Şimdikiler bilmez. Mesleğe başladığımız yıllarda öğretmenin sembolü yanan mumdu. Yakalarımıza o tür rozetler takardık. Oldukca anlamlı bir benzetme. Mum yandıkca etrafa ışık saçar ama bir taraftan da eriyip biter. Öğretmense çalıştığı sürece öğrencilerine bir şeyler vermek için didinir çırpınır, enerji harcayarak, bilgi saçar. Öte yandan da ömrünü tüketir.

Işık doğru kullanılırsa, yanıltıcı uygulamalara alet olmazsa yarar sağlar. Parlak, renkli ve güçlü spotlarla aydınlatışmış bir mağaza vitrininde sergilenen nesneler olduğundan çok daha güzel ve çekici bir şekilde alıcılara sunulur. İçeride doğal olmayan aydınlatmayla gözler perdelenir. Alışverişten eve dönen kişi “ ben bunu mu beğenmiştim?” diye adeta kuşkuya düşer. Pazarcılar kırmızı çadırları tercih ederler. Aynı renkteki meyve ve sebzeler daha canlı görünsün diye.

Işık yanlış kullanılırsa tehlike yaratabilir. Otomobilin önündeki far gece yolu aydınlatarak sürücünün güvenli yol almasını sağlar. Diğer yandan aynı güçlü ışık karşı yönden gelen bir başka sürücünün gözünü kamaştırarak görüşünü sıfıra düşürür. Kaza yapmasına yol açar. 
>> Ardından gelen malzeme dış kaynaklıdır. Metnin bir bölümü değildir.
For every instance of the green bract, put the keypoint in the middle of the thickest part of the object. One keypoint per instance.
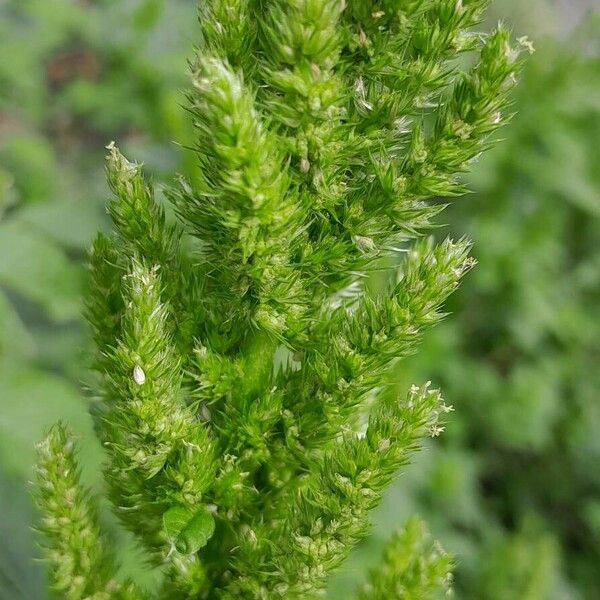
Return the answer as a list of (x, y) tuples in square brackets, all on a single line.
[(242, 350)]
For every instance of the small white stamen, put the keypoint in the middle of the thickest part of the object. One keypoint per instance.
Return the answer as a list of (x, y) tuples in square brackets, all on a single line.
[(138, 375)]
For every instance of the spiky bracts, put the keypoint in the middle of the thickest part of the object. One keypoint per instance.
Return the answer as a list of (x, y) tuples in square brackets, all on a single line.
[(413, 568), (80, 563), (242, 357)]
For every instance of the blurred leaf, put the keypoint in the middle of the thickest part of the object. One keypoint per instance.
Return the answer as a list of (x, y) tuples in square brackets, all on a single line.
[(38, 270)]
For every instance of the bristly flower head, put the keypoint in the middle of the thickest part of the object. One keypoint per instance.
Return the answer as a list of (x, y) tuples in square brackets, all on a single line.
[(242, 353)]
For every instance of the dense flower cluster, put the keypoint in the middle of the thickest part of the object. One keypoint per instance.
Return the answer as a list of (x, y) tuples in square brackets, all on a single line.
[(242, 352)]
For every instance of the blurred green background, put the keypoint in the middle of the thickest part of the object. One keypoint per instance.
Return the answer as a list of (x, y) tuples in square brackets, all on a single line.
[(513, 486)]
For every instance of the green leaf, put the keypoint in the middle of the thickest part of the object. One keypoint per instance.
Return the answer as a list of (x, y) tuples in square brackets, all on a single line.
[(188, 531), (39, 270)]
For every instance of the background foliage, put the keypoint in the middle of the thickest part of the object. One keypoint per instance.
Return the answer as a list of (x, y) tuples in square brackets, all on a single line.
[(511, 487)]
Ünlü düşünür Platon’un bir mağara örneklemesi vardır. İnsanları bir mağara içinde yaşadıkları varsayımından yola çıkarak, sırtları girişe ters yüzleri karşı duvara dönük oturur. Bu durumdaki insanlar, dışarıdaki nesnelerin duvara ışık yoluyla düşen gölgelerini görebilirler. Bu görüntüler gerçek değil, gerçeğin eni konu bozulmuş şekilleridir. Gerçeği görmek için akıl yolunu seçip baskıdan kurtularak, mağaranın girişine çeviren, ışığı doğru kullanmış olur yanılgıdan kurtulur. 

Sinop doğumlu Yunan filozof Diojen’e Büyük İskender sormuş “Bir dileğin var mı?” diye Düşünürün verdiği yanıt “ Var gölge etme başka ihsan istemem” olmuş. Karanlığın yanında aydınlığın en büyük kazanç olduğuna vurgu yapmış. Yine bir gün öğle vakti elinde fenerle Atina sokaklarında dolaşırken soranlara “bir adam arıyorum” diye sıradan insanları küçümsemiş. Elindeki fenerin temsil ettiği ışık hep onun yol göstericisi olmuştur.

Yüce Mevlana meşhur öğütleri arasında;
Şefkat ve merhamette güneş gibi ol
Başkalarının kusurunu örtmekte gece gibi ol.

Der. Güneş güçlü ışığı ve enerjisi ile tüm alemleri kapsar. Affedicilik hoşgörü, yardımseverlik iyi insan, büyük insan olmanın özelliklerinden. Bu yönleriyle güneş gibi olmayı öğütlüyor, ünlü düşünür.

Kusurları örtmeyi gece gibi karartmak, yanlış algılanabilir. Bu , yanlış hareketleri , haksız davranışları, soygunları, her türlü zarar verici girişimleri görmemek, önlememek şeklinde olmamalıdır.